The larger point, though, is that the provisions of the Bill of Rights were meant to avoid precisely this kind of granular case-by-case “balancing” process, to the extent possible. An analogy to the First Amendment may be helpful here. Let’s concede: It is totally plausible that prohibiting Nazis from marching through a community of Holocaust survivors, or the grotesque Westboro Baptist Church from picketing military funerals with signs that read “Thank God for Dead Soldiers” and “God Hates Fags,” would suppress particular instances of speech with no real social value and spare decent people anguish they do not deserve. In a vacuum, probably neither instance of speech would survive a “balancing test.” But the courts correctly protected both nevertheless, because the First Amendment articulates a meta-balancing judgment that we do not want the government engaged in this kind of specific case-by-case balancing analysis of which speech is valuable enough to be protected. The Framers of the Constitution had already done a balancing test about when it is better not to engage in balancing tests.


So it is, I would argue, with the Fourth Amendment. In the short term, it is easy enough to say that a few cheek swabs are a trivial marginal intrusion, even if they sometimes expose innocent private information, compared with the social benefit of catching murderers and rapists. But especially as DNA testing technology evolves, what are the consequences of establishing a massive repository of genetic information about the one-third of Americans who will be arrested by the age of 23—especially if that database disproportionately encompasses poor minorities, many of whom are never convicted of any crime? (Those who ARE convicted, as Justice Scalia’s dissent in King observed, get sampled anyway—so the policy in question here only really makes a difference to the innocent.) How do you “balance” the crimes solved at the margin when samples are taken from people arrested though ultimately acquitted against the creation of an architecture of genetic information-gathering, which may in itself encourage pretextual arrests for trivial offenses to circumvent the need for search warrants for genetic material, whose long-term uses are impossible to foresee? The general attitude of the courts, after all, is that once information or evidence has been legitimately acquired by police, there is no Fourth Amendment barrier to further analysis of that evidence, even if unrelated to the purpose for which it was acquired. (There are, I think, good theoretical reasons to regard this as a mistake, but that’s how things presently stand.)


In this case, then, the Court has invoked the idea of “identification” to obscure what is fundamentally an application of a “balancing test” to a warrantless investigative technique. But the Court is balancing benefits it can see reasonably clearly with costs it cannot. Perhaps, even in the long run, the benefits will outweigh the costs.
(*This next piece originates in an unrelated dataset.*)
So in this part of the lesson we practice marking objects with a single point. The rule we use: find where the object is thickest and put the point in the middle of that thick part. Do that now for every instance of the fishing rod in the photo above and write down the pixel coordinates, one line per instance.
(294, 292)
But the point of the Fourth Amendment is to provide a basis for limiting governmental information gathering that, to the extent possible, avoids saddling the Court with the responsibility for engaging in this sort of utilitarian calculus. It cannot be avoided entirely, of course—that much is implicit in the inclusion of the normative term “unreasonable” in the text of the Fourth Amendment—but it should not be the ordinary grounds for deciding which particular searches are permissible. Sometimes, as Hayek understood, we stick to simple rules, not because they are truly optimal, but because we are not clever or prescient enough to develop more nuanced rules that do better.